Note that instead of using substr($str, $len - $pad), one can also write substr($str, -$pad), as the substr function in PHP has a special-handling for negative operands/arguments, to count from the end of the string. (I don't know if this is more or less efficient than getting the length first and and calculating the index manually.)

As said before and noted in the comment by rossum, instead of simply stripping off the padding like done here, you should check that it is correct - i.e. look at substr($str, $len - $pad), and check that all its bytes are chr($pad). This serves as a slight check against corruption (although this check is more effective if you use a chaining mode instead of ECB, and is not a replacement for a real MAC).
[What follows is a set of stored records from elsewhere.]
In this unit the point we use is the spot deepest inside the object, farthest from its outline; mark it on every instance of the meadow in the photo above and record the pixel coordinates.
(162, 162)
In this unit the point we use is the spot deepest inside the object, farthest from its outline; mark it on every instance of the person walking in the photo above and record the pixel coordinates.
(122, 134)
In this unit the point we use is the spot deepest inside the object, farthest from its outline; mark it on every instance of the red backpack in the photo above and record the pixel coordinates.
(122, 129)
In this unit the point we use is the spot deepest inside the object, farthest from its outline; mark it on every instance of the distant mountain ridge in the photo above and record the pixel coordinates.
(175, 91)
(And still, tell your client they should think about changing to a more secure mode than ECB.)


I've created two methods to perform the padding and unpadding. The functions are documented using phpdoc and require PHP 5. As you will notice the unpad function contains a lot of exception handling, generating not less than 4 different messages for each possible error.

To get to the block size for PHP mcrypt, you can use mcrypt_get_block_size, which also defines the block size to be in bytes instead of bits.

/**
 * Right-pads the data string with 1 to n bytes according to PKCS#7,
 * where n is the block size.
 * The size of the result is x times n, where x is at least 1.
 * 
 * The version of PKCS#7 padding used is the one defined in RFC 5652 chapter 6.3.
 * This padding is identical to PKCS#5 padding for 8 byte block ciphers such as DES.
 *
 * @param string $plaintext the plaintext encoded as a string containing bytes
 * @param integer $blocksize the block size of the cipher in bytes
 * @return string the padded plaintext
 */
function pkcs7pad($plaintext, $blocksize)
{
    $padsize = $blocksize - (strlen($plaintext) % $blocksize);
    return $plaintext . str_repeat(chr($padsize), $padsize);
}

/**
 * Validates and unpads the padded plaintext according to PKCS#7.
 * The resulting plaintext will be 1 to n bytes smaller depending on the amount of padding,
 * where n is the block size.
 *
 * The user is required to make sure that plaintext and padding oracles do not apply,
 * for instance by providing integrity and authenticity to the IV and ciphertext using a HMAC.
 *
 * Note that errors during uppadding may occur if the integrity of the ciphertext
 * is not validated or if the key is incorrect. A wrong key, IV or ciphertext may all
 * lead to errors within this method.
 *
 * The version of PKCS#7 padding used is the one defined in RFC 5652 chapter 6.3.
 * This padding is identical to PKCS#5 padding for 8 byte block ciphers such as DES.
 *
 * @param string padded the padded plaintext encoded as a string containing bytes
 * @param integer $blocksize the block size of the cipher in bytes
 * @return string the unpadded plaintext
 * @throws Exception if the unpadding failed
 */
function pkcs7unpad($padded, $blocksize)
{
    $l = strlen($padded);

    if ($l % $blocksize != 0) 
    {
        throw new Exception("Padded plaintext cannot be divided by the block size");
    }

    $padsize = ord($padded[$l - 1]);

    if ($padsize === 0)
    {
        throw new Exception("Zero padding found instead of PKCS#7 padding");
    }    

    if ($padsize > $blocksize)
    {
        throw new Exception("Incorrect amount of PKCS#7 padding for blocksize");
    }

    // check the correctness of the padding bytes by counting the occurance
    $padding = substr($padded, -1 * $padsize);
    if (substr_count($padding, chr($padsize)) != $padsize)
    {
        throw new Exception("Invalid PKCS#7 padding encountered");
    }

    return substr($padded, 0, $l - $padsize);
}

This does not invalidate the answer of Paŭlo Ebermann in any way, it's basically the same answer in code & phpdoc instead of as description.


Note that returning a padding error to an attacker might result in a padding oracle attack which completely breaks CBC (when CBC is used instead of ECB or a secure authenticated cipher).